Aquarium Advice Apprentice
Joined
May 21, 2008
Messages
28
Location
Minnesota
My zoas, and my hammer, and my duncan coral won't come out. I did my water change like I always do. about 5 gallons, the only thing I have done is gone from a 14,000k bulb to a 20,000k. It's a 150 watt halide setup. My nitrates are very low. I don't get it. Help. :confused:

12 gallon nano. Did another 5 gallons change last night. No lost fish, hermit crabs all accounted for....
 
This is probably a stupid question but have you checked your SG, sometimes if it is to low or hight it will effect the tank. Also are you using a refractometer or a hydrometer sometimes a bubble on the swing arm will effect the reading.
 
I check using a hydrometer. It's right on. Keep thinking it's a light issue, considering the change. Gonna have to get some new carbon tonight, But I change it every two weeks. I have sump, and a refugium. I could see it, if somthing really swung, but like I said, nothing has changed.
 
hydrometers are very inaccurate. that said, the lighting change definitely could have effected them. how old was the bulb you replaced? if it was very old, it may not have been putting out much PAR, and then the new bulb shocked them. i've seen it many times.
 
If it indeed did shock them, what should I do? I have only been running the new light for about 4 hours a day. The bulb came with fixture, I have used it for six months. So, not sure about time frame for the old bulb.
 
so, you bought the fixture used? if so, that bulb was probably spent. not much you can do now. i usually suggest the screen method of light acclimation-when you replace your lamp(s), put a few pieces of window screen between the tank and the fixture, and every few days remove one layer, until they are gone. this will gradually increase the light in the tank safely.
 
mr_X said:
so, you bought the fixture used? if so, that bulb was probably spent. not much you can do now. i usually suggest the screen method of light acclimation-when you replace your lamp(s), put a few pieces of window screen between the tank and the fixture, and every few days remove one layer, until they are gone. this will gradually increase the light in the tank safely.
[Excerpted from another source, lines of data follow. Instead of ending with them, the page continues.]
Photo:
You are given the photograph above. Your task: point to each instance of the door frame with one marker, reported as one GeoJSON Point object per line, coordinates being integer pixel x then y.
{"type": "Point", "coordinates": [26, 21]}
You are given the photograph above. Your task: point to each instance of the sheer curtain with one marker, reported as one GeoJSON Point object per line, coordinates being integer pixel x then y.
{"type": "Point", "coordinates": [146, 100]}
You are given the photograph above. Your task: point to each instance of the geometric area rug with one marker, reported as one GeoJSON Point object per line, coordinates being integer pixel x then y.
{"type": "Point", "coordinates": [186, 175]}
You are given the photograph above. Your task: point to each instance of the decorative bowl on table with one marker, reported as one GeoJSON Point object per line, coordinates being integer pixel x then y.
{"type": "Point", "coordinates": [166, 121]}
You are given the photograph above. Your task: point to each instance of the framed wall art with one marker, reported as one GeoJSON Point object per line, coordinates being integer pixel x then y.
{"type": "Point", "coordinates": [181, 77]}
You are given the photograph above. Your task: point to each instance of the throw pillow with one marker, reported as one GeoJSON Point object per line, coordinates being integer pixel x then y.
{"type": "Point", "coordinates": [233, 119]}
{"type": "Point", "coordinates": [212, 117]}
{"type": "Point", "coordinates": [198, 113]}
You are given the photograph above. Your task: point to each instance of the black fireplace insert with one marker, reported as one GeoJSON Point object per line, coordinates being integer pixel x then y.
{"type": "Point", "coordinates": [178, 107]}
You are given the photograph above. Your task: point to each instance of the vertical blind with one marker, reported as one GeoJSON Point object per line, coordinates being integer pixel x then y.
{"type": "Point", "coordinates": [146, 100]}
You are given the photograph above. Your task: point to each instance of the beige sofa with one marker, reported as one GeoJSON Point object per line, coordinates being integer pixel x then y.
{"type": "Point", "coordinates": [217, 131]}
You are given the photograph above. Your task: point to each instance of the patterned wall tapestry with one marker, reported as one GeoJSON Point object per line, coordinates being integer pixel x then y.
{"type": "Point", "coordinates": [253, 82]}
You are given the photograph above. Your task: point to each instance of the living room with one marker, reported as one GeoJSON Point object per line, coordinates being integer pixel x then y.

+1 to the screen method. If you can't find good window screen at the hardware store egg crate works just as well. What are your water parameters currently?
 
The only test I get readings are nitrates, there at 10. No nitrites, or ammonia. I don't tesk for calcium, ph is 8.1

The screen method, how many pieces do I start off with? Never done that before. How long do I leave the lights on for? I have six blue leds at night, should I leave them off?
 
Try 3-4 layers then take one off every couple days. Leave the lunars on as they don't have enough power to really penetrate through the screen
 
Also missed it before but but 5g water changes on a 12g regular water changes is a little excessive. Almost borderline your going to make your tank cycle again. Start testing for calcium, alk, magnesium, iodide, phosphate, pH, and nitrate. I recommend the red sea pro test kits. I have the reef foundations test kit which includes calc, mag and alk. And the Algae control test kit has phosphate and nitrate. And the individual iodine test kit. There so much better than the API test kits IMO.
 
Tank is 12 gallons, 6 in the sump, and 2 in the refugium. So, I figure it's about a 1/4 tank volume water change. I will try the screen thing and let you know how it goes. Thanks everyone.